Where to store it? I'd put it in a class with a single instance. That could be a singleton or a static class. I prefer using a dependency injection container that returns a single instance (like Windsor's singleton lifestyle .) I don't like creating singletons. I'd rather create a "normal" class and then manage it to keep a single instance. DI containers like Windsor make that easy.

I think an important factor in an implementation like this is to keep the messy switching logic separate - hidden in some sort of factory as opposed to having an if/then with all the logic to check the average response times and call either API all in one big class.

For example, if you have an interface representing the call to get data, like IMyDataProvider , then you could define a factory like

interface IMyDataProviderFactory
{
    IMyDataProvider Create();
}

Your classes just depend on that factory interface. An class that implements IMyDataProviderFactory checks your average response times and returns either the implementation of IMyDataProvider that calls the external API or an implementation that uses your calculation.

That way the complexity of that logic stays separate from whatever classes depend on the APIs.

Windsor is good with those abstract factories too. Other DI containers also make them easy, and this sort of functionality is built into ASP.NET Core. You weren't asking about dependency injection, but I recommend looking into it. It makes it easier to manage this sort of complexity and keep it maintainable.

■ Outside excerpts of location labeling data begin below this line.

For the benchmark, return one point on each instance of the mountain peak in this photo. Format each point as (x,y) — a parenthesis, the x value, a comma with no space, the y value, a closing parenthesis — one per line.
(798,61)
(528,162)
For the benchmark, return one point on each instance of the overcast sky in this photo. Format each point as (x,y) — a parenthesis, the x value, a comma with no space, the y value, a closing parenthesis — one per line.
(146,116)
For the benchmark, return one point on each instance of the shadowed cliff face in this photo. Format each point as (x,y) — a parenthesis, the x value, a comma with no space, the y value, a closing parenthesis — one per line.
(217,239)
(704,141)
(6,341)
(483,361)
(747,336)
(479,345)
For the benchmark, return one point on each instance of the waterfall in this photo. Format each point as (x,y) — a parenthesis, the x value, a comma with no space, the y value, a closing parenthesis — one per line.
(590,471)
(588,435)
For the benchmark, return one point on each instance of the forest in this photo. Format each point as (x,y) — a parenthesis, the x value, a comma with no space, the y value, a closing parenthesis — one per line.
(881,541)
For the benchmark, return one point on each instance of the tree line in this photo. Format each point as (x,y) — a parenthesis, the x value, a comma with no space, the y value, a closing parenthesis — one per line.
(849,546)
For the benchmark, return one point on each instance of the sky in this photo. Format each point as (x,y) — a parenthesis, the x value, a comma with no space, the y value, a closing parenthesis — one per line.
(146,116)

Going back to multiple application instances and distributed caches - you can see how the factory pattern implementation makes this easier to manage. Let's say today this is one instance but tomorrow you want to share this data via a distributed cache. Where do you make that change? Most of the code that depends on this API won't need to change at all because it doesn't "know" about any of those implementation details. You would change the code that stores the timing of each API call and change the implementation of your factory.